Among these proposals, voluntary self-regulation is probably the idea that will speak more directly to a business ethics audience. Sunstein suggests that broadcasters or other internet companies could establish agreements, such as codes of conduct, to ensure that they will provide a wide range of views to the public, even if it might violate antitrust laws. This idea could hardly be more relevant for current debates, given how tech giants such as Facebook or Alphabet have been struggling with the political exploitation of their platforms. So far, these companies have been trying to deal with these issues on their own. They also want to avoid being considered as media companies in order to not be regulated as such, but they have obtained only limited results. Much more work needs to be done on these pressing issues in order to establish, among other things, the proper level of governmental involvement.

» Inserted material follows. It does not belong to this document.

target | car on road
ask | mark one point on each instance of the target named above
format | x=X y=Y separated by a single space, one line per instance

Chapter 10 discusses how terrorism has benefited from new technologies to radicalize and isolate people. In the conclusion of the book, Sunstein invites us to recall the words of John Stuart Mill and John Dewey. According to Mill, it “is hardly possible to overstate the value . . . of placing human beings in contact with other persons dissimilar to themselves, and with modes of thought and action unlike those with which they are familiar” (252). According to Dewey, thought and its communication are not free simply because it is not legally restricted, for there is a central need to “possess conceptions which are used as tools of directed inquiry and which are tested, rectified and caused to grow in actual use” (252).